[ambient] Ingress gateway to waypoint

[sando38]

Describe the feature request

Currently, if I have cluster external ingress via a gateway, the traffic from the gateway to a waypoint enabled service does not go through the waypoint (but probably via ztunnel only).

Most L7 policies I can attach to the ingress gateway authzPol, however, I have one setup which does not work:

• admin policy for "allow-nothing"
• A CUSTOM policy on the gateway to initiate OIDC for requestAuthn
• Now using requestPrincipals in the AuthzPol of the destination application does not work, because it does not go through the waypoint. Same applies to any other L7 policies like methods: GET.

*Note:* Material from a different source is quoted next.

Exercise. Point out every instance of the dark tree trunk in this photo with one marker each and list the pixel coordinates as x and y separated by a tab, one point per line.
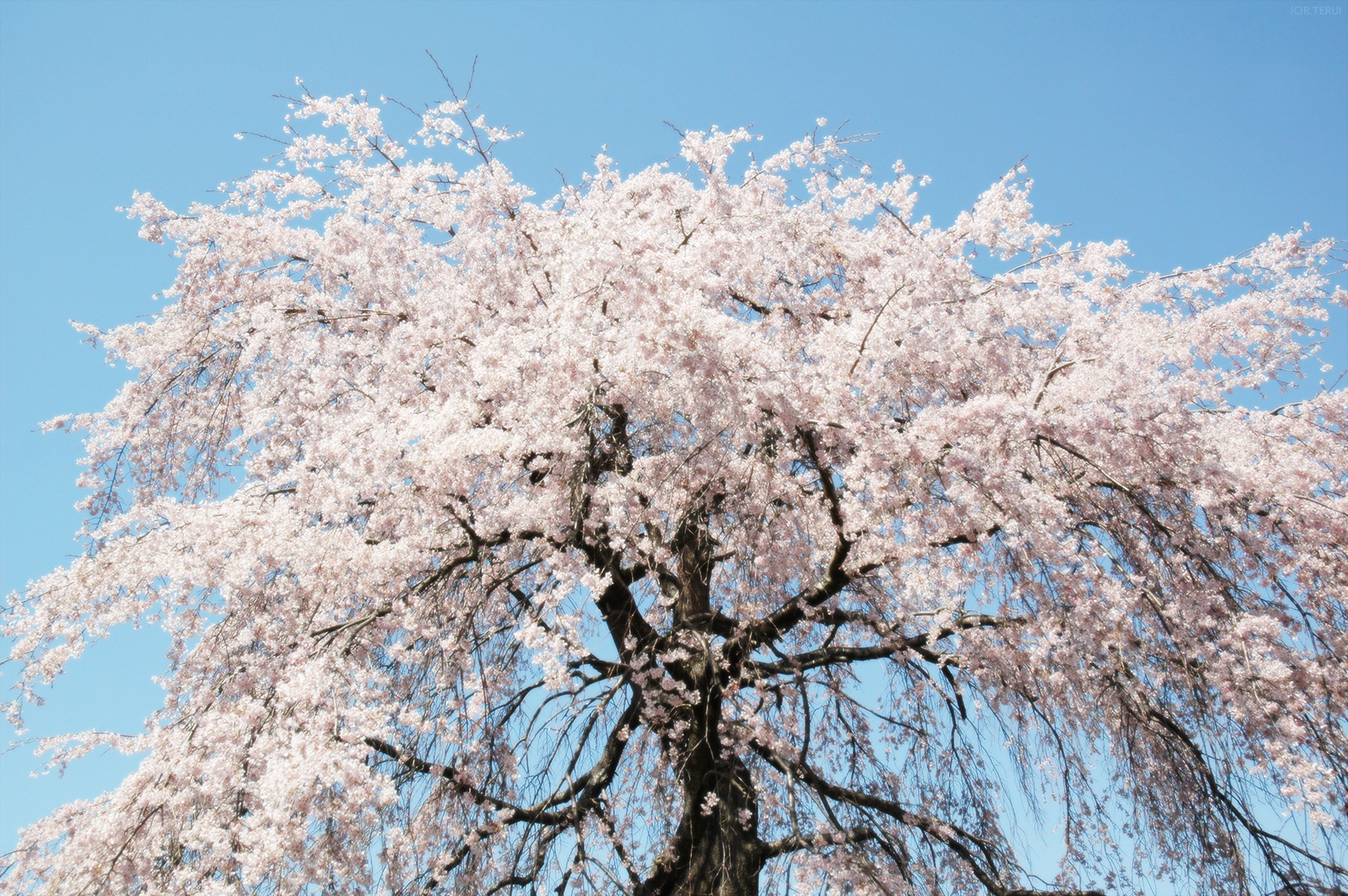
715	850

Describe alternatives you've considered

I helped myself by creating an in-between haproxy being part of the ambient mesh just inelegantly mapping and forwarding requests to destination services which then would be captured by the waypoint, because it is mesh-to-mesh traffic

Affected product area (please put an X in all that apply)

[x] Ambient
[ ] Docs
[ ] Dual Stack
[ ] Installation
[x] Networking
[ ] Performance and Scalability
[ ] Extensions and Telemetry
[ ] Security
[ ] Test and Release
[ ] User Experience
[ ] Developer Infrastructure

Affected features (please put an X in all that apply)

[ ] Multi Cluster
[ ] Virtual Machine
[ ] Multi Control Plane

Additional context

[sando38]

@louiscryan as discussed. 👍

[mikemorris]

Following this as it relates to kubernetes-sigs/gateway-api#1478 - this is undefined in the Gateway API spec currently, and default behavior differs between Istio (route from ingress directly to backends, bypassing mesh rules) and Linkerd (deploy sidecar next to in-cluster 3rd party N/S gateway, follow mesh rules). Additionally, most cluster-external N/S gateways (such as those offered by cloud vendors), would typically route directly from the ingress to backend pods to avoid an extra routing hop and due to the impracticality of deploying a sidecar next to them.